In [10]:
import pandas as pd
import numpy as np
import re
import pickle
import warnings
import tensorflow as tf
from tensorflow.keras.preprocessing.text import Tokenizer
from tensorflow.keras.preprocessing.sequence import pad_sequences
from tensorflow.keras.models import Sequential
from tensorflow.keras.layers import Embedding, LSTM, Dense, Dropout, SpatialDropout1D
from sklearn.preprocessing import LabelEncoder


warnings.filterwarnings("ignore", category=FutureWarning)
import os
os.environ['TF_CPP_MIN_LOG_LEVEL'] = '2'

# 1. Veriseti Yüklemesi
train_df = pd.read_csv('train.csv')
test_df = pd.read_csv('test.csv')

# 2. Ön İşleme (PREPROCESSING)
def preprocess(text):
    if not isinstance(text, str): return ""
    text = text.replace('İ', 'i').replace('I', 'ı').lower()
    text = re.sub(r'http\S+|www\S+|https\S+', '', text) # Linkler
    text = re.sub(r'@\w+', '', text) # @kullanıcı
    text = re.sub(r'\d+', '', text) # Sayılar
    text = re.sub(r'[^\w\s]', '', text) # Noktalama
    return text.strip()

print("Veriler temizleniyor...")
train_df['clean_text'] = train_df['text'].apply(preprocess)
test_df['clean_text'] = test_df['text'].apply(preprocess)

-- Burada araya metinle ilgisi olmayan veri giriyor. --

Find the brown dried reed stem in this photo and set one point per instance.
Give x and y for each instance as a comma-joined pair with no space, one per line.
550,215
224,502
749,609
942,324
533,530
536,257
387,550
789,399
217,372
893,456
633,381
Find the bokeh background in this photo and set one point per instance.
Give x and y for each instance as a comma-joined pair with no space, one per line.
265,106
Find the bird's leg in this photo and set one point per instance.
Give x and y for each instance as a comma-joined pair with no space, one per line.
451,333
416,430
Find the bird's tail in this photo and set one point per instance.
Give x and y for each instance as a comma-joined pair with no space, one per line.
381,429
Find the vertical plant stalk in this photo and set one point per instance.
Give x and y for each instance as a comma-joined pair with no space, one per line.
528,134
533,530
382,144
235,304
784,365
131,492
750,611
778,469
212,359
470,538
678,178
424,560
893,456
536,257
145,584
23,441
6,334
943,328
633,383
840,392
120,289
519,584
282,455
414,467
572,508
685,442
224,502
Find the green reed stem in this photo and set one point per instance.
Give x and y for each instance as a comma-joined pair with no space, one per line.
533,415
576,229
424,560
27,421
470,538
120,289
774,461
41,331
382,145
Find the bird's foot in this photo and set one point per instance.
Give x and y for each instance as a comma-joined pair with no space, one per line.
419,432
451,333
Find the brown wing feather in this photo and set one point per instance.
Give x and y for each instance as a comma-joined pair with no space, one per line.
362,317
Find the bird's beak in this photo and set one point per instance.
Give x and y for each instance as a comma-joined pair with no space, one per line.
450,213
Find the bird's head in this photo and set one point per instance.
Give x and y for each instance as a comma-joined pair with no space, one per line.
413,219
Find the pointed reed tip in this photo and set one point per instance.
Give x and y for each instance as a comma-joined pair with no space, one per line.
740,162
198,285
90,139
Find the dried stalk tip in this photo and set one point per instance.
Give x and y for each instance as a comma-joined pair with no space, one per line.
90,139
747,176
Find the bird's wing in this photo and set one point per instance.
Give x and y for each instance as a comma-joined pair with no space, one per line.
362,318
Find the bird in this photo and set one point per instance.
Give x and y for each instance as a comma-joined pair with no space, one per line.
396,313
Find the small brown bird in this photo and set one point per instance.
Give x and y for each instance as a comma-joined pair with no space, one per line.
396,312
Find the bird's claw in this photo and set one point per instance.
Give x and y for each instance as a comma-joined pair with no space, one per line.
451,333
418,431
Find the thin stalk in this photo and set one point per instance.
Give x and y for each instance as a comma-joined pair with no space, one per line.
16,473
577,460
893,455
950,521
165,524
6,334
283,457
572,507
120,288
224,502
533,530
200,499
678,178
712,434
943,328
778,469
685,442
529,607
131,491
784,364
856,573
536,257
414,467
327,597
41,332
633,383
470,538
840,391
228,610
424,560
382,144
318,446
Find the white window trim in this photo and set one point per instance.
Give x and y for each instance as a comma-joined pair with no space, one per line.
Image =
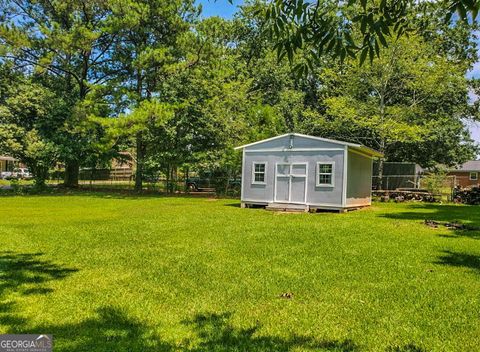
317,174
264,173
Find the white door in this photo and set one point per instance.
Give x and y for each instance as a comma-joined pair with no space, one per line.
291,183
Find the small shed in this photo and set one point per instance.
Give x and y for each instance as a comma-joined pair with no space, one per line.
301,172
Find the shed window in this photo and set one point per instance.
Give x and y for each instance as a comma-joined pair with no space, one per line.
259,170
325,174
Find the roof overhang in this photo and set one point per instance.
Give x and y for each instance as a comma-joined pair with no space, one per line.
367,151
357,147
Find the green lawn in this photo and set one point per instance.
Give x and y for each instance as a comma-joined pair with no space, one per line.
112,273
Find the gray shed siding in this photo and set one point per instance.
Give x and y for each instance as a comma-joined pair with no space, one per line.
277,151
359,176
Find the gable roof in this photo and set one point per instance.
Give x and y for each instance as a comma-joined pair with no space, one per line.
358,147
472,165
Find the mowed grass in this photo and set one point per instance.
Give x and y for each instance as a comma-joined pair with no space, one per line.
112,273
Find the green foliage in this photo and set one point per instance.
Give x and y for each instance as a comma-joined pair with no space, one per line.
435,181
351,28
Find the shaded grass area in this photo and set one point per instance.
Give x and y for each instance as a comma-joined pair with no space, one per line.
116,273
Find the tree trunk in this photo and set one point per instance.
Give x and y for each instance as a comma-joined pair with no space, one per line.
140,156
72,171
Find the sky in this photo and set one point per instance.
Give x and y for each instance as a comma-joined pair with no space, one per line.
225,9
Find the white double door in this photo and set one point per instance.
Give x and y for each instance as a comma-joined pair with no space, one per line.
290,183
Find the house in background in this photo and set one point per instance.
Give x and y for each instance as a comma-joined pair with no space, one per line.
466,175
6,163
295,171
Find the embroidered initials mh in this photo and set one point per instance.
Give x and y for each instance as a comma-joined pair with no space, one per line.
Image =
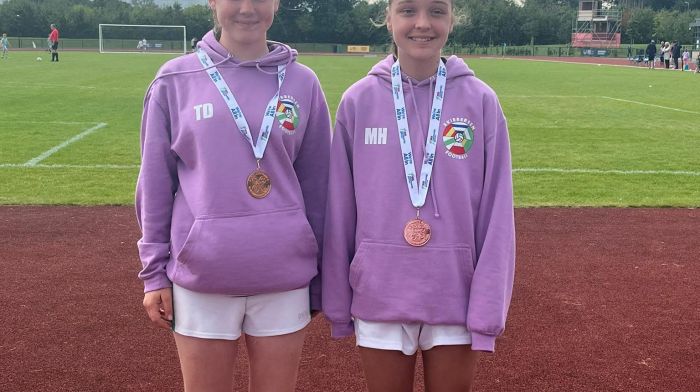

# 3. Etiketleri numaralandırılması.
le = LabelEncoder()
train_df['label_num'] = le.fit_transform(train_df['label'])
test_df['label_num'] = le.transform(test_df['label'])
mapping = dict(zip(le.classes_, le.transform(le.classes_)))
print("Etiket eşleşmeleri:", mapping)

# 4. Tokenization
max_words = 15000 
max_len = 100    

tokenizer = Tokenizer(num_words=max_words, lower=False)
tokenizer.fit_on_texts(train_df['clean_text'])

X_train = pad_sequences(tokenizer.texts_to_sequences(train_df['clean_text']), maxlen=max_len)
X_test = pad_sequences(tokenizer.texts_to_sequences(test_df['clean_text']), maxlen=max_len)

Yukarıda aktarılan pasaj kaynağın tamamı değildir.